最後に自衛官募集への名簿提出の問題を本市の個人情報保護条例と日本国憲法の観点で伺います。6月定例議会のねぎしかずこ議員への市長答弁を私なりに整理してみました。

①自衛官募集は法定受託事務である。

②自衛官募集事務に関する名簿提出は法令に根拠があり、違法ではない。

③名簿提出については自衛隊法を根拠にした政府見解がある。

④住民基本台帳法には情報提供の手法について規定がないが、ないから出来ないということではない、つまりできると解釈した。

⑤自衛隊は名簿提供の依頼文において適正管理を明確にしているので取り扱いに問題はないと考える。

⑥自衛隊への資料提供は個人の権利、利益を侵害するものとは考えてはいない。なぜならば、法令等に基づいた適正な外部提供だからである。

⑦自衛隊に提出した名簿がどのように活用されているかの状況確認はしていない。法令に基づき適正に管理するとしているので、適正に使用、管理しているものと考える。

⑧名簿提供事実の公表の必要はない。なぜならば、市は個人情報保護条例に基づいて適法に提供し、自衛隊も法令に基づく事務執行をするため適正に管理し利用していると考える。

市長のお考えをシンプルにまとめるとこういうことだと思います。名簿提供は私の解釈と判断で行った。自衛隊は法令に基づき適正に管理すると言っている。私はそれを信じよう。

このようなことだと思います。先に挙げた5~8はすべて自衛隊の主張を理由に名簿提供を正当化していますが、これは何の根拠にもなりません。市長はご自分がなぜそのように解釈し判断したかを市民、とりわけ対象の若者たちへ説明責任を果たす必要があります。日本国憲法の中には明確なプライバシー権という形での条文はありませんが、第11条の基本的人権の尊重や第13条の個人の尊重があり、その考えが土台となって、「自己情報のコントロール権」と呼ばれる考え方があります。氏名や生年月日等自己の情報が予期せぬ形で、収集・管理・利用・提供されているとしたら、こんなに気持ちの悪いものはありません。この問題を取り組んでいる「個人情報を考える会」のみなさんが行った駅頭シール投票の結果をご紹介します。6月27日JR衣笠駅、10月17日京急北久里浜駅、11月21日京急追浜駅で計3回行われました。3駅とも傾向はほぼ同じなので、すべてのカウントを合算して申しあげます。「横須賀市は自衛隊募集に本人の承諾なく名簿提出をしています。」このことについて「知っていた」が19人、「知らなかった」が140人、どう思うかという問いに、「嫌だ」が119人「何も思わない」が21人でした。市長はこの結果についてどのようなご所見をもたれるでしょうか。お聞かせください。

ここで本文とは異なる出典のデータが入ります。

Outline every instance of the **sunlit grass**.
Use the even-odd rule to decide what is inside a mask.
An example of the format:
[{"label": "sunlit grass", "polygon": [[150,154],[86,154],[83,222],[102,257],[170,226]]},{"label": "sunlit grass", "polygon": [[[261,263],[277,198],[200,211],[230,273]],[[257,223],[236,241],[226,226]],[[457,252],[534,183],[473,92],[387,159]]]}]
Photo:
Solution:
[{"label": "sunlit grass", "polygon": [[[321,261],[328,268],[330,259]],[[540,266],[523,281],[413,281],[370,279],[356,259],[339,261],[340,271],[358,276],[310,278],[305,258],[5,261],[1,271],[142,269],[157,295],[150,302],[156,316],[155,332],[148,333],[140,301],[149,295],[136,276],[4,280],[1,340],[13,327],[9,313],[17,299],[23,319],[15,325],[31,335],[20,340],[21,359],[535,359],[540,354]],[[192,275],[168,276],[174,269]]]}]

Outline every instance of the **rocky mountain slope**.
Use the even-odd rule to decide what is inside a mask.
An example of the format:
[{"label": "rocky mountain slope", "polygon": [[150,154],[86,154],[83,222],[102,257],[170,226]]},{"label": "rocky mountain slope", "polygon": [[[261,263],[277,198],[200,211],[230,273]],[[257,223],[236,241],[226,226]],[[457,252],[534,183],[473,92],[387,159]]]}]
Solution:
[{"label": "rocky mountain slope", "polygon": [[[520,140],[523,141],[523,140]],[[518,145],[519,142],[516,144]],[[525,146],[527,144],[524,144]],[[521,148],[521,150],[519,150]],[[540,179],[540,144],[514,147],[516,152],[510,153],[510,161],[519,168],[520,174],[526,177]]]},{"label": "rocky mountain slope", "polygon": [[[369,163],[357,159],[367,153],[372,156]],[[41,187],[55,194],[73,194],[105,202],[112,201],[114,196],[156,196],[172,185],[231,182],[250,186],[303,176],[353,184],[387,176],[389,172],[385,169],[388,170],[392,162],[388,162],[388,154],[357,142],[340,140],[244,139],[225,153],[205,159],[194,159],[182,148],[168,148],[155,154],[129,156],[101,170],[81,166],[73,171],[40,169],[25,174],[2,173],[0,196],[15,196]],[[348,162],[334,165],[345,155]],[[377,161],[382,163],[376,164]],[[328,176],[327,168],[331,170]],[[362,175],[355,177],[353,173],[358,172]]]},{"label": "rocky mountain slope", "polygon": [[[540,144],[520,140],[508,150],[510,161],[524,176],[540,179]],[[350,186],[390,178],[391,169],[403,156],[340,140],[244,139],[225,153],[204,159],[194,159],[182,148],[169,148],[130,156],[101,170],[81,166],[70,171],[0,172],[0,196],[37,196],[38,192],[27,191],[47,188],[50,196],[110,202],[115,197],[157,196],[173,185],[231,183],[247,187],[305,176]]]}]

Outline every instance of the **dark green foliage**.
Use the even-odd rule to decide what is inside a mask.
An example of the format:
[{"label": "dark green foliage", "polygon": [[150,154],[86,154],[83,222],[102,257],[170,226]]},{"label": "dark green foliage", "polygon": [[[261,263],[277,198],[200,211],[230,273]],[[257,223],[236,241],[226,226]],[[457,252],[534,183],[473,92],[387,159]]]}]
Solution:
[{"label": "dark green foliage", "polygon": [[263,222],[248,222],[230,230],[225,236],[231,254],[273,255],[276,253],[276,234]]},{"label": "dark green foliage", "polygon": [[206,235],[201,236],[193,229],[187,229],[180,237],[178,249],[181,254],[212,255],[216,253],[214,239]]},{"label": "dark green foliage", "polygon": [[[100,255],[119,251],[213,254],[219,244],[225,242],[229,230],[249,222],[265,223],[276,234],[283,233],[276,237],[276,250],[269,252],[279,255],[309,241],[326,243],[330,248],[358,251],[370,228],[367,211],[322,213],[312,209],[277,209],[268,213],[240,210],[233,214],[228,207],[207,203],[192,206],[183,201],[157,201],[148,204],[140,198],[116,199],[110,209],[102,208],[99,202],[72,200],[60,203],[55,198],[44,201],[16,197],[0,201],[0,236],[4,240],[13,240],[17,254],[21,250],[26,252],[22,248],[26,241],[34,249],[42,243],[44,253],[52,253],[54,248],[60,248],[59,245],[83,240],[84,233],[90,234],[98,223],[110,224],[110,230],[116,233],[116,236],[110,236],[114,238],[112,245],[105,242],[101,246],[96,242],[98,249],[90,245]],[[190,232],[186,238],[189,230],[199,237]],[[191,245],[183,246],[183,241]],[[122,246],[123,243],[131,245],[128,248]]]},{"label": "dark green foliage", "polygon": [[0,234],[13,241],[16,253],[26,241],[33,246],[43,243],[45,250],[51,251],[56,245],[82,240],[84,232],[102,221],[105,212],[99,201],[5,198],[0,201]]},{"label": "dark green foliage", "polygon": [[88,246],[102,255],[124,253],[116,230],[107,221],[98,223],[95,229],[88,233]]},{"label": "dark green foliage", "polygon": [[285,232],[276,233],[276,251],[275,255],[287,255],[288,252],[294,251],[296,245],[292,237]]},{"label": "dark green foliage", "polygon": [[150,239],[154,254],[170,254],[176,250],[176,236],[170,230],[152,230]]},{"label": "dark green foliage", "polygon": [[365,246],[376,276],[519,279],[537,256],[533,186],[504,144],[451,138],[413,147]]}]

繰り返しになりますが、6月定例議会で市長は名簿提供の相手である自衛隊においては法令に基づく適正な管理がされると繰り返し答弁されていましたが、それは市民の権利である個人の尊重や「自己情報のコントロール権」の遵守を担保する根拠にはならないと私は考えます。首長は住民のいのちや財産を守ることと同時に個人情報保護にも厳格さと慎重さを持つべきと思いますが、市長はいかがお考えでしょうか、伺います。

また、本市の個人情報保護条例の第10条には外部提供を受ける者にたいして利用目的、利用方法の制限、漏えい防止等、取り扱いのための措置を講ずることを求めるものとする。とありますが、これらは求めたのでしょうか。求めていないとすれば、どのような判断で求めなかったのでしょうか。合わせて市長のお考えを伺います。一般的に自衛官募集は自治体の法定受託事務と言われていますが、自衛官募集のための名簿提出は法定受託事務の範疇に入るのでしょうか。市長の御認識をお聞かせください。また、自衛隊への名簿提出のために生じた費用の扱いはどうなっているのでしょうか。お示しください。

 シール投票の結果でも明らかなように、少なくない市民が自衛隊への名簿提出を良く思っていません。この際、名簿提出は中止してはいかがでしょうか。市長のお考えを伺います。これで、私の1問目を終わります。